Sun Dec 8th through Sat the 14th, 2019 at Vancouver Convention Center
The paper proposes a new end-to-end method that can solve a range of combinatorial optimization (CP) problems. Although such RL approaches have been proposed before, a novel two-stage approach is devised in this paper and extensive experiments demonstrate its effectiveness. Weakness: 1. The improvement of the proposed method over existing RL method is not impressive. 2. Compared to OR tools and RL baselines, the time and computational cost should be reported in detail to fairly compare different methods. Comment after feedback: The authors have addressed the concerns of running time. Since the applying RL in combinatorial optimization is not new, the lack of comparisons between existing RL methods makes it less convincing. Reinforcement Learning for Solving the Vehicle Routing Problem, Mohammadreza Nazari. ATTENTION, LEARN TO SOLVE ROUTING PROBLEMS!, Max Welling. Exact Combinatorial Optimization with Graph Convolutional Neural Networks, Maxime Gasse. Learning Combinatorial Optimization Algorithms over Graphs, Le Song.
Originality: The work proposes an interesting approach with a factorized policy to perform RL by performing iterative improvement over the current solution until convergence is achieved. Using RL for combinatorial optimization is not new, even though the specific idea that the authors propose differs from previous works that I am aware of. Quality: I believe the work is technically sound. It uses standard policy gradient theorems and the well-known actor-critic framework. Clarity: The paper is clearly written with sufficient experimental details. On the other hand, I would like to see more about connection to local search and some further improvements (see point 5 below). Significance: Given that (1) solving NP-hard combinatorial problems is a very important task and (2) the experimental results outperform standard solvers, I think that the current work is fairly significant due to its practicability. UPDATE I have read both the rebuttal and the other reviews. I appreciate the authors' feedback, particularly with regard to adding more information on the connections to local search, and the wider applicability of this work. For this reason, I am willing to increase my score to 7. I would just encourage the authors to ensure that, if accepted, the camera-ready will clarify all points raised in the rebuttal.

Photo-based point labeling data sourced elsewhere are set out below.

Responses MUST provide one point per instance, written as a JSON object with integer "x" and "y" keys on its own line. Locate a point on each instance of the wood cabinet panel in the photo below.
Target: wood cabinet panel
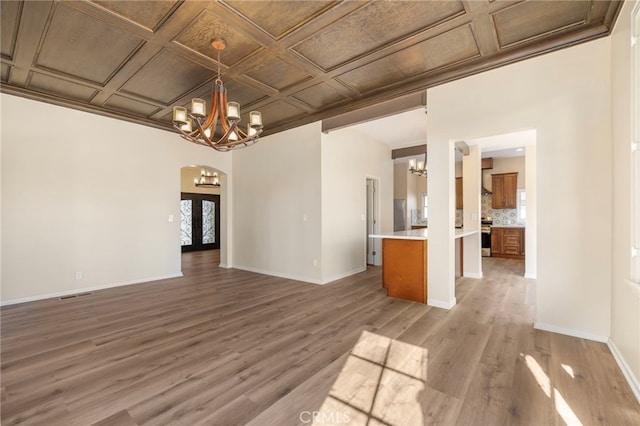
{"x": 458, "y": 193}
{"x": 507, "y": 242}
{"x": 504, "y": 187}
{"x": 404, "y": 269}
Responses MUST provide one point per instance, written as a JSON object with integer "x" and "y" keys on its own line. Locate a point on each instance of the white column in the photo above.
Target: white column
{"x": 471, "y": 178}
{"x": 531, "y": 229}
{"x": 441, "y": 249}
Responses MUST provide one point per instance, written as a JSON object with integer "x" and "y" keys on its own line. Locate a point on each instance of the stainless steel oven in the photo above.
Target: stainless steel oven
{"x": 485, "y": 232}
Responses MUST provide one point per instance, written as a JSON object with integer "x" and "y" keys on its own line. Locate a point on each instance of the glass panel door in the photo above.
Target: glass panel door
{"x": 208, "y": 222}
{"x": 199, "y": 221}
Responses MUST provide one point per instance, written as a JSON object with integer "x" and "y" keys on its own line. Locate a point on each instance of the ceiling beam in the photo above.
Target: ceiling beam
{"x": 408, "y": 152}
{"x": 373, "y": 112}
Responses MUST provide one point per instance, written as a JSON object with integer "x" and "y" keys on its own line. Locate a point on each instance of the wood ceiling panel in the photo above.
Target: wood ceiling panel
{"x": 84, "y": 47}
{"x": 198, "y": 35}
{"x": 444, "y": 50}
{"x": 279, "y": 111}
{"x": 47, "y": 84}
{"x": 373, "y": 26}
{"x": 530, "y": 20}
{"x": 296, "y": 61}
{"x": 149, "y": 14}
{"x": 167, "y": 77}
{"x": 277, "y": 73}
{"x": 129, "y": 105}
{"x": 269, "y": 15}
{"x": 243, "y": 94}
{"x": 237, "y": 92}
{"x": 9, "y": 19}
{"x": 319, "y": 95}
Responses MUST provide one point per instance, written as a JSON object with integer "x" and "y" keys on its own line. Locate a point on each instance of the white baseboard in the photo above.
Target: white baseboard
{"x": 476, "y": 275}
{"x": 570, "y": 332}
{"x": 626, "y": 370}
{"x": 344, "y": 275}
{"x": 441, "y": 304}
{"x": 84, "y": 290}
{"x": 279, "y": 274}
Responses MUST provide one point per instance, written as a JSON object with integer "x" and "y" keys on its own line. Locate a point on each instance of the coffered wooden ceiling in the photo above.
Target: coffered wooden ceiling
{"x": 296, "y": 61}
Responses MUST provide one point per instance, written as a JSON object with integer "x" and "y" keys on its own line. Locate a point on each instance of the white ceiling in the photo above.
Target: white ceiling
{"x": 399, "y": 130}
{"x": 410, "y": 129}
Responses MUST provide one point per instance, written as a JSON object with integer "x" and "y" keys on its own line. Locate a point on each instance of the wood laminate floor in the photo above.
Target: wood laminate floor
{"x": 229, "y": 347}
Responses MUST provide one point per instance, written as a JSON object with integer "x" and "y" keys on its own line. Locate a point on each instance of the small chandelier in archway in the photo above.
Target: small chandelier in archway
{"x": 419, "y": 169}
{"x": 207, "y": 179}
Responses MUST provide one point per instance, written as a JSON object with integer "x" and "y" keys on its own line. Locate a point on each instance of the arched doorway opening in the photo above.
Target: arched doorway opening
{"x": 200, "y": 211}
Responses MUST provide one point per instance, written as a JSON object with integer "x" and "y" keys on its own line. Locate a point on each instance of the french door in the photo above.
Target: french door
{"x": 199, "y": 221}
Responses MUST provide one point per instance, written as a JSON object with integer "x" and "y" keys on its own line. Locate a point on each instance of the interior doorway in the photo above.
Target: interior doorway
{"x": 373, "y": 250}
{"x": 199, "y": 221}
{"x": 200, "y": 208}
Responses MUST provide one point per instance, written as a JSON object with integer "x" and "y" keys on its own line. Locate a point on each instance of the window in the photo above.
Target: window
{"x": 425, "y": 206}
{"x": 522, "y": 206}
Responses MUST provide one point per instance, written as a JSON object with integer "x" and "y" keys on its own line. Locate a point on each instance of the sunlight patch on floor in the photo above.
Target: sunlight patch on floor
{"x": 380, "y": 384}
{"x": 561, "y": 405}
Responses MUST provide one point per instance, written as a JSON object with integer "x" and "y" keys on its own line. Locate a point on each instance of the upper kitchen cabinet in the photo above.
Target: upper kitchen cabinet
{"x": 458, "y": 193}
{"x": 504, "y": 188}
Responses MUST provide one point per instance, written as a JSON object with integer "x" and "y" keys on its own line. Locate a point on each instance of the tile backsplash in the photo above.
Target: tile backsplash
{"x": 500, "y": 216}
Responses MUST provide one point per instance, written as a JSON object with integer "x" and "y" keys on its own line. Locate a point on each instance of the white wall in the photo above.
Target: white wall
{"x": 277, "y": 205}
{"x": 566, "y": 96}
{"x": 86, "y": 193}
{"x": 348, "y": 159}
{"x": 625, "y": 296}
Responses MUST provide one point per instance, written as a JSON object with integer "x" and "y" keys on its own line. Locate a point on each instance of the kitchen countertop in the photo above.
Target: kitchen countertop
{"x": 421, "y": 234}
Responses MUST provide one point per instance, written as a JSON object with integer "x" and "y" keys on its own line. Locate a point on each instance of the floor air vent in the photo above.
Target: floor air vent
{"x": 73, "y": 296}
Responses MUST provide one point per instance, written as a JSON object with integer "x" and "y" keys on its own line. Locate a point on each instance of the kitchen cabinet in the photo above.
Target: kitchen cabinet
{"x": 504, "y": 187}
{"x": 507, "y": 242}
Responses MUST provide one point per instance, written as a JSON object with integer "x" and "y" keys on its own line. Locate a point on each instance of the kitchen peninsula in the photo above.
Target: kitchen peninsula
{"x": 404, "y": 262}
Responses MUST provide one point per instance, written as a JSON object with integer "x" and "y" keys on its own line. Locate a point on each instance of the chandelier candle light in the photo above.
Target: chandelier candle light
{"x": 199, "y": 128}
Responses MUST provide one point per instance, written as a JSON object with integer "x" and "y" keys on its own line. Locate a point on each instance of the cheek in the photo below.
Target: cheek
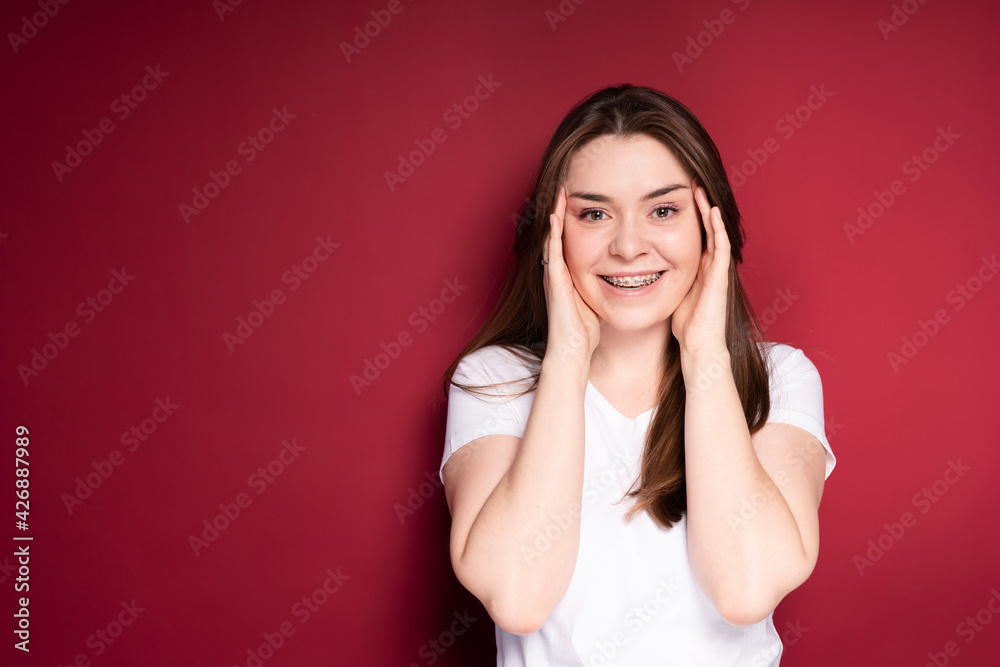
{"x": 574, "y": 251}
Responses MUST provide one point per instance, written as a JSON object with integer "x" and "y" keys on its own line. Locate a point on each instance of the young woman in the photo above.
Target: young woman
{"x": 633, "y": 474}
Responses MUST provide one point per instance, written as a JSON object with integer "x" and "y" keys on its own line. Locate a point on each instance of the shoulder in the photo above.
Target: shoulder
{"x": 495, "y": 364}
{"x": 787, "y": 363}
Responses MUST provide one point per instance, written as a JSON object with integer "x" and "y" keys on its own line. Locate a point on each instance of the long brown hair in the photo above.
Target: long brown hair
{"x": 519, "y": 320}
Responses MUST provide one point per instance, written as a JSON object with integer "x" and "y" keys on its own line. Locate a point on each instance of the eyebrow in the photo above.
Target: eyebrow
{"x": 667, "y": 189}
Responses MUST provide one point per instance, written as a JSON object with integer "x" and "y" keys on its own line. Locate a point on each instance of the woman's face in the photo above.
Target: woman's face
{"x": 631, "y": 212}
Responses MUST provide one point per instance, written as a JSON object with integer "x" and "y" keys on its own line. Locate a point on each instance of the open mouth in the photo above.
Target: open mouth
{"x": 633, "y": 282}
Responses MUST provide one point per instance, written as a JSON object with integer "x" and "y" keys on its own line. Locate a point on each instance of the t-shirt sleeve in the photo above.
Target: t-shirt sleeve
{"x": 474, "y": 415}
{"x": 797, "y": 395}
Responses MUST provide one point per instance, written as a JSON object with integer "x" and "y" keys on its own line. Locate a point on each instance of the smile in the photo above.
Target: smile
{"x": 633, "y": 282}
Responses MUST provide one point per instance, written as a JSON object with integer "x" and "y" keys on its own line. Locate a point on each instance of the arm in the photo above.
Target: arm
{"x": 504, "y": 491}
{"x": 753, "y": 527}
{"x": 753, "y": 504}
{"x": 504, "y": 494}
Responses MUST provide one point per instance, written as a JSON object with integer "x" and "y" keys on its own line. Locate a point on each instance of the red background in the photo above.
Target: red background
{"x": 894, "y": 430}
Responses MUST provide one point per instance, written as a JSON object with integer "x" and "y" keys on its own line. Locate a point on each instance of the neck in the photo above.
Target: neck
{"x": 633, "y": 355}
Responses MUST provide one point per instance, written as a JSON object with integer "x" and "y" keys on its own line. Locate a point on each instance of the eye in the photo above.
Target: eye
{"x": 664, "y": 212}
{"x": 590, "y": 213}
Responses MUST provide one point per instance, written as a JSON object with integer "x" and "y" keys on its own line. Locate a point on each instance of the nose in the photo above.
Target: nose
{"x": 629, "y": 239}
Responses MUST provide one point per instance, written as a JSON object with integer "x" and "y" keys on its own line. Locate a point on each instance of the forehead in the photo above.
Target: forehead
{"x": 625, "y": 161}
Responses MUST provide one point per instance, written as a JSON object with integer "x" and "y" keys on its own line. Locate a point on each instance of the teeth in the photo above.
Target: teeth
{"x": 634, "y": 281}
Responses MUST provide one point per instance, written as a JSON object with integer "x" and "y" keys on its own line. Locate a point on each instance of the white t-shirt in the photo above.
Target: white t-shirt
{"x": 633, "y": 599}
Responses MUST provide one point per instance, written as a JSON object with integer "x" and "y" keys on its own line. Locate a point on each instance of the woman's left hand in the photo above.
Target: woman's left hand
{"x": 699, "y": 322}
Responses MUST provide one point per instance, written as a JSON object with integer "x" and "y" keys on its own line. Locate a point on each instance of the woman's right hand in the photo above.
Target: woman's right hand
{"x": 574, "y": 328}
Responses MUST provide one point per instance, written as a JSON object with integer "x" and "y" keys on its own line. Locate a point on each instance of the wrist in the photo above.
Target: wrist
{"x": 572, "y": 368}
{"x": 704, "y": 365}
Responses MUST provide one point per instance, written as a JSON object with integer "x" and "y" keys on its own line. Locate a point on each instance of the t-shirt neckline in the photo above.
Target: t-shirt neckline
{"x": 614, "y": 410}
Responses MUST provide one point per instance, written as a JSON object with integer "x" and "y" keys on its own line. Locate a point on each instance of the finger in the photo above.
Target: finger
{"x": 556, "y": 224}
{"x": 706, "y": 219}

After rebuttal: The discussion of the method applicability in the rebuttal is convinced for me. I upgrade my score to 7. This paper proposes a learning-based approach for combinatorial optimization problems. Starting from an initial complete solution of the problem, several local rewriting updates are applied to the solution iteratively. In each rewriting step, a local region and an updating rule are picked to update the solution and two networks are trained by reinforcement learning to pick local regions and updating rules. Experiments on expression simplification, job scheduling and vehicle routing problems are conducted to validate the effectiveness of the proposed approach. The main concern of this paper is the applicable range of the proposed method is unclear. I think the local rewriting approach stands under several assumptions, the complete and legal solution is easily initialized, the reasonable local regions and updating rules can be manually defined, the rewards are densely distributed for solutions. It seems this approach may not work in the problem where we need to find a specific target and therefore the state transition is important. For example, in the problem of theorem proving, I don't think it could work to rewrite the proofs directly if we think proofs are the expected solutions, as stated in line 63. Also, how to design local regions and updating rules may be important and ambiguous in specific problems. I agree that local rewriting should be applicable to a wide range of problems, but I think this range and underlying assumptions should be formally and explicitly clarified in the paper. For example, to demonstrate the targeted problems in the introduction. It could help to clarify the contributions of this work and explain the choices of tasks in experiments.